Julie Peeters, Daybed
Museum of Contemporary Art of Rome
With the participation of RareBooksParis, BILL, Helen Van de Vloet, Le Cinéma Club, OK-RM and others to come
From 8 July to 24 October the exhibition Daybed presents an overview of the research and work in progress of graphic designer Julie Peeters. Her approach can be defined as “image-heavy”: it revolves around the printed image, studies of visual archives and the results generated by their appropriation. BILL, the annual magazine she founded in 2017, is a sort of manifesto of Peeters’ obsessive investigation of the image, focusing exclusively on a chain of photographic stories and narratives, with no text. This continuous interpretation of images is based on a multidisciplinary approach which, in the exhibition, takes shape through the daybed, an object adopting numerous functions: a furnishing element that becomes a platform of encounter and conversation with a series of guests. The daybed is part of Peeters’ work routine: it assists and collaborates with the designer, whilst also being a space which frames, presents, articulates and disarticulates ongoing experiments and proposals.

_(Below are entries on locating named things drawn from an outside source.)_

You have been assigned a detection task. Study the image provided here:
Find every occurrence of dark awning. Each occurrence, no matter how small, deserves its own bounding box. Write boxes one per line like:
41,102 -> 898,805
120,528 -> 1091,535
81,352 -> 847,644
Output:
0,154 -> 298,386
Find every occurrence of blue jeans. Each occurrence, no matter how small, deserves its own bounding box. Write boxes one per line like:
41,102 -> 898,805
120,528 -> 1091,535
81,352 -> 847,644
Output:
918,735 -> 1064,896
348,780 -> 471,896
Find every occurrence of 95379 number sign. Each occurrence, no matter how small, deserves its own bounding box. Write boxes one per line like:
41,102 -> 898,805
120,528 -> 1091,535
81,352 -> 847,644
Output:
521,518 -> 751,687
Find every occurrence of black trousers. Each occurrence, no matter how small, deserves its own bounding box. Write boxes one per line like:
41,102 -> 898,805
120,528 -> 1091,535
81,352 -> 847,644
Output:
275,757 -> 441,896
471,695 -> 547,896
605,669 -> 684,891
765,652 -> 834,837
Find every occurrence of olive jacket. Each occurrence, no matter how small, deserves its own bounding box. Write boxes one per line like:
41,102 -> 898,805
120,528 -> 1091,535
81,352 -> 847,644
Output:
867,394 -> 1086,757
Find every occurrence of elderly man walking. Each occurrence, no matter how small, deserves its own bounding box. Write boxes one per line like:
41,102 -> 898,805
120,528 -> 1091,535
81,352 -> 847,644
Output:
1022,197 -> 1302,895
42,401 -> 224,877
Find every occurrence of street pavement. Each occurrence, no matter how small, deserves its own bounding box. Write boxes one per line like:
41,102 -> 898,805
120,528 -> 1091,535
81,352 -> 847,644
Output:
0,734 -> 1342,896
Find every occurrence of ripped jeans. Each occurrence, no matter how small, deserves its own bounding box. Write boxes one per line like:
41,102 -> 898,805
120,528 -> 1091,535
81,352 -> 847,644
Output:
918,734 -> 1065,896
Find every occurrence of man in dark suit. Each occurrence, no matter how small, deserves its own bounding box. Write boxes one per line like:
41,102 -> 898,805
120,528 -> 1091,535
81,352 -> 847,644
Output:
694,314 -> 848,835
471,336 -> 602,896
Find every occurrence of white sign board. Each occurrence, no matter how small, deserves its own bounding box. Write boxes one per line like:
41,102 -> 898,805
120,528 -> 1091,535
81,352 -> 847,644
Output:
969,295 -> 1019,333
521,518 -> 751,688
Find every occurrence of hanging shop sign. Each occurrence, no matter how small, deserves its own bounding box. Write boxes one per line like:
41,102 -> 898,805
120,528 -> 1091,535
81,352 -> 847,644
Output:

Divided into different chapters, the exhibition will include smaller scale interventions joining in as the show evolves and will feature an intense dialogue between Brussels and Rome. The first chapter is a presentation on the Martin Margiela archives of RareBooksParis and the making of BILL magazine, unfolding a friendship within printed matter. RareBooksParis is an Instagram account founded by an ex-fashion designer who keeps his identity private and which showcases a selection of pages from rare out-of-print publications and fashion collectable books. Original photographs, lookbooks, items of clothing, accessories, books, magazine press clippings, boots, photocopies, and printing sheets will be shown on the “blank page” of the daybed.
Subsequent chapters will be revealed once the show has started, giving Peeters the chance to bring in accidental encounters alongside projects she has already undertaken. The interventions taking place on and around the daybed will be documented by a camera recording the evolution of the exhibition. The documentation will be printed in a publication, thus circling back to the importance of images.